LEGO are considering the possibility of allowing customized 3D blocks. This would add an individualistic feel for customers keen on building unique products. As LEGO are fighting against ever popular gadgets and the video games industry, this would make for appealing marketing campaigns. Many other companies around the world (such as ASDA in the UK, and Omote 3D in Japan) have offered customers the opportunity to have 3D models of themselves printed off.
Elsewhere, Belgian Insurance company DVV have offered the option for customers to scan their keys, and have the data saved securely. If they then lose the keys, they can print the items off. This marketing campaign has been called “Key Save”. In Japan there has been a campaign titled “Muji to go”, which merged ANA Airlines and the Muji store. Shoppers were encouraged to use the stores to 3D scan themselves, and a winner was sent to an unexpected location along with their 3D model.
In another industry, Volkswagen promoted a car designing campaign which remembers of the public could enter. The eventual winner had their concept made into an actual Volkswagen Polo.
2. The Film Industry
In late 2013, as part of the marketing campaign for The Hobbit: Desolation of Smaug, film studio Warner Bros. decided to offer 3D printing blueprints. Anyone downloading the free content was allowed the chance to print off a 3D Key to Erebor. For die hard fans, it certainly offered tremendous appeal. Other films, such as Ender’s Game, offered a similar scheme. As 3D printing technology progresses and becomes affordable for the public, this is likely to become an aspect to the majority of film launches.

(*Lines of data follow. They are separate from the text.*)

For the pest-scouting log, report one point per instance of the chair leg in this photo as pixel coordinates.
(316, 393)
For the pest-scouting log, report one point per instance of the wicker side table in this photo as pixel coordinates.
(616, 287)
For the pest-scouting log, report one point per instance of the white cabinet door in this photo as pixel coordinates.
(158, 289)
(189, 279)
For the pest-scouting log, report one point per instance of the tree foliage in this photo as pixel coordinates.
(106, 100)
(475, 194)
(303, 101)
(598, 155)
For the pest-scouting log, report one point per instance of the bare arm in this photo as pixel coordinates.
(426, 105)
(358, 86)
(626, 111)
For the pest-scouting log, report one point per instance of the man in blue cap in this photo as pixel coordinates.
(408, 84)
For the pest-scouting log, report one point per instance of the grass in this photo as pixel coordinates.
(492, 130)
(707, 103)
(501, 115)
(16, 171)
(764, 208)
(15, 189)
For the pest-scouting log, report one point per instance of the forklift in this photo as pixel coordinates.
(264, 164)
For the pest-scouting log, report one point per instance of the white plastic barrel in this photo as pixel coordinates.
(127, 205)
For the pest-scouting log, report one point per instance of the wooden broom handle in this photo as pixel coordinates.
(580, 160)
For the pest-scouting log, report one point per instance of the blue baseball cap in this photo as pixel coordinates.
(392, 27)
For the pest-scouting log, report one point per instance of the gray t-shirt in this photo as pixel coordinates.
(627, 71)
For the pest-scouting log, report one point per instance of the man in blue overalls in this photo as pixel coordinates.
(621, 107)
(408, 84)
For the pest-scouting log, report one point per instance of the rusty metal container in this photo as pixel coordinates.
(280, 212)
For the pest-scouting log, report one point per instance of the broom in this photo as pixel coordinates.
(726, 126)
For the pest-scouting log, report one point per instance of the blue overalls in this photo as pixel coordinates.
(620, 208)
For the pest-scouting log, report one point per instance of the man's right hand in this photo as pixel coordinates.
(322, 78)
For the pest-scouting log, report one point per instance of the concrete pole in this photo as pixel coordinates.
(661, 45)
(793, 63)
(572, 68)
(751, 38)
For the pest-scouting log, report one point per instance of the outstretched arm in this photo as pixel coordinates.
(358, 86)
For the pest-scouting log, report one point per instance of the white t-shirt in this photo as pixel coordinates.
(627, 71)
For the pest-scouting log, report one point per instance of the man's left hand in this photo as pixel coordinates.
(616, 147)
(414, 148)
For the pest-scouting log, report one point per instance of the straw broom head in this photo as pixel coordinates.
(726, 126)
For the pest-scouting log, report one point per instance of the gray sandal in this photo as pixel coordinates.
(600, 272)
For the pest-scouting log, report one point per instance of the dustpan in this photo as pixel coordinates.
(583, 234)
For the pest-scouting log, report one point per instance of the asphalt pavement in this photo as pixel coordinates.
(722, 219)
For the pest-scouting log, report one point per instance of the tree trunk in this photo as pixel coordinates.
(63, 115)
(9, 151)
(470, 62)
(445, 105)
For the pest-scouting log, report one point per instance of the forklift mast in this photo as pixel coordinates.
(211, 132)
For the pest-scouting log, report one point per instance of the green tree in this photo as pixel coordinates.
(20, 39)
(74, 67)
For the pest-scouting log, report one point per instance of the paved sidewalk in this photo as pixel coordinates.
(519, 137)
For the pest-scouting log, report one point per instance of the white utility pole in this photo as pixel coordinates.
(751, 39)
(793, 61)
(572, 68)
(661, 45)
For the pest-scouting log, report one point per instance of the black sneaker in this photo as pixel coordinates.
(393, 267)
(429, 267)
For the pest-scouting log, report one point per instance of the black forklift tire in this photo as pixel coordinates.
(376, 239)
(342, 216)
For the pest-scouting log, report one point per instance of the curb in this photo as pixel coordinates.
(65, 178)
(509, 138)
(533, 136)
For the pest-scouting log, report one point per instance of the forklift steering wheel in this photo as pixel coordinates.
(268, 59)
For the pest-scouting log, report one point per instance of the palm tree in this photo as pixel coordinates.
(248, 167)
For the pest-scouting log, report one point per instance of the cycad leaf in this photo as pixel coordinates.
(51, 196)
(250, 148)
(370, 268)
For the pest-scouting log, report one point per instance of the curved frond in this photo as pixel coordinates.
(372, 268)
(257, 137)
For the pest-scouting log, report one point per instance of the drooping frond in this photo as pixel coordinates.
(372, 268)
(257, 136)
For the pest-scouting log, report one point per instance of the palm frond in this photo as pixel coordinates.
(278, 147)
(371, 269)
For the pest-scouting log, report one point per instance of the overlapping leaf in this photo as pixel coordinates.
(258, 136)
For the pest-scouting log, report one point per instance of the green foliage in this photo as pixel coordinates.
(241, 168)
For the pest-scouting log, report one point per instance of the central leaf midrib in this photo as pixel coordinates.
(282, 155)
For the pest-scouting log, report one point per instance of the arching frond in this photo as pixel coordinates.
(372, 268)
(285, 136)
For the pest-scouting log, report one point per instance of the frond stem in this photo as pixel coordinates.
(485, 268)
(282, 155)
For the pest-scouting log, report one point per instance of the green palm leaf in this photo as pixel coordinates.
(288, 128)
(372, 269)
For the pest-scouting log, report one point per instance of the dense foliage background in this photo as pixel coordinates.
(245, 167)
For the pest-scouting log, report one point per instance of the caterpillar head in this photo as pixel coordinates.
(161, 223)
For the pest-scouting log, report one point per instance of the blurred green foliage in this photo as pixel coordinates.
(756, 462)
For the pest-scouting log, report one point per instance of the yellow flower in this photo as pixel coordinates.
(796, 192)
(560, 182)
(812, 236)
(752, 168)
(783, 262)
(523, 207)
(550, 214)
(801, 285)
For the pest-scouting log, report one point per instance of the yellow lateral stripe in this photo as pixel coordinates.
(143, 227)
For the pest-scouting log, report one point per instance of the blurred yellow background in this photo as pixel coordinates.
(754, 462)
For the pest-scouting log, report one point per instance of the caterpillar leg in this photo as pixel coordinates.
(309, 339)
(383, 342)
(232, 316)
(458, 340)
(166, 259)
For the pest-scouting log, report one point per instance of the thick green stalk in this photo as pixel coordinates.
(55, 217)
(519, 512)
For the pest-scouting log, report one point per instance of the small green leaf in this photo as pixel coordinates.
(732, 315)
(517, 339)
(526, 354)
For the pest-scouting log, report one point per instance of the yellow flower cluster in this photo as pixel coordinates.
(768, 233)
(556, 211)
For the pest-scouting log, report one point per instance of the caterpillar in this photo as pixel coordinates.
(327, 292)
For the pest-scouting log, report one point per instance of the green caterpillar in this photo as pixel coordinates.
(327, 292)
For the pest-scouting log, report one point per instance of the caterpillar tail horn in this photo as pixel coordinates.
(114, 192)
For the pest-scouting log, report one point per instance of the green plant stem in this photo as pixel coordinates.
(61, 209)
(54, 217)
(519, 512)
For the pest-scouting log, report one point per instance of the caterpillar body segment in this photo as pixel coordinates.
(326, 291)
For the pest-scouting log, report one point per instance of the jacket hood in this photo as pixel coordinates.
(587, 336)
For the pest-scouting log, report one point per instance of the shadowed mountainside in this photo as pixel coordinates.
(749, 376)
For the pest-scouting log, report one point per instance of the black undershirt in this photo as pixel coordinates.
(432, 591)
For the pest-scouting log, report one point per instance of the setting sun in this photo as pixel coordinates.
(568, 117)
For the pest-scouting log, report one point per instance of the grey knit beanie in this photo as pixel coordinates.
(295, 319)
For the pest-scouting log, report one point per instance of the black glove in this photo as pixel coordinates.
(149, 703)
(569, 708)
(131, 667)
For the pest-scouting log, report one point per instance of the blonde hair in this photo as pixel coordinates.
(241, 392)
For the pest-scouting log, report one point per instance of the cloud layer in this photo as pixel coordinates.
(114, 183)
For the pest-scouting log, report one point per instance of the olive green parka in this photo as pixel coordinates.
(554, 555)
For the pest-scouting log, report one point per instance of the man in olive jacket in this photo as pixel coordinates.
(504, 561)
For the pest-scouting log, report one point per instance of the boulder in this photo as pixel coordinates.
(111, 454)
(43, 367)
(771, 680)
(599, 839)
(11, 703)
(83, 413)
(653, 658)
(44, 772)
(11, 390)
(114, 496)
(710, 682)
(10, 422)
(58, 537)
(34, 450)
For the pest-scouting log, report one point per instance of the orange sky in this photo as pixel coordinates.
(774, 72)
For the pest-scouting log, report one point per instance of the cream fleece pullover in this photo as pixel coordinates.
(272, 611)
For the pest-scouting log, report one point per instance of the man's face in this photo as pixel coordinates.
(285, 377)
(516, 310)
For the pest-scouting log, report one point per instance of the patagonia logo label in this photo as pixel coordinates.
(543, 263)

Danni Murray, of Warner Bros. UK, stated, “We asked Microsoft to come up with a solution that challenged the previous conventions around what was possible with its display offering and we’re confident this interactive campaign will excite and engage fans as they journey into the second film.” The possibilities for fan interaction are tremendous for canny creative minds – with so much individualistic marketing potential available, few studios are likely to skip on the option
3. The Music Industry
At the Consumer Electronics Show in January 2014, rapper Will.iam (a great supporter of progressive technology) indicated his desire to have customized 3D printing at concerts. With this option, fans could take “memorable moments” away from each show – an individualistic flair missing in much of concert merchandise. Presumably this would be a memorable moment of a musician’s performance, although there would be the potential for a stylised fan options with 3D models of concert goers at a certain invent. It’s certainly an intriguing option, and one which would work particularly well at festivals such as Coachella and Glastonbury.
4. Video Games
Joaquin Baldwin, a Walt Disney Animation Studios employee, used the technology to great effect. The Final Fantasy series is greatly revered in the gaming community, arguably no more so than the 1997 VII instalment. In 2013 he perfectly recreated the iconic cast of characters with a 3D printer – this would have been a big hit for fans, but for copyright issues taking hold. Developers Square Enix were quick to quash the move, but for any official versions they are likely to be a hit.
My company ran a successful 3D printing competition during Summer 2013. Dubbed the “3D Print Cup“, students from the North West of England were encouraged to submit designs of 3D characters. The characters, one of which you can see above, were of excellent standard and prompted great interaction between the student community and our company. It was such a success we will be running the competition again from May 2014. In terms of localised marketing, it was a big success and promoted a positive, engaging image for the North West are.
6. The New iTunes
Finally, MakerBot’s Digital Store has been branded the 3D printing equivalent of iTunes. From it you can purchase “original, fun, and collectable digital content”. Currently availale are fun figurines, such as the “Space Cadets”, but it’s clearly going to be useful arena for the marketing world – to be able to custom order designs from 3D printing specialists could likely be an increasingly popular theme through 2014 and beyond. This is, of course, until we all have access to the technology and begin to master the art. Until then, it’s early days for marketing with 3D printers, but the possibilities are there for creative minds.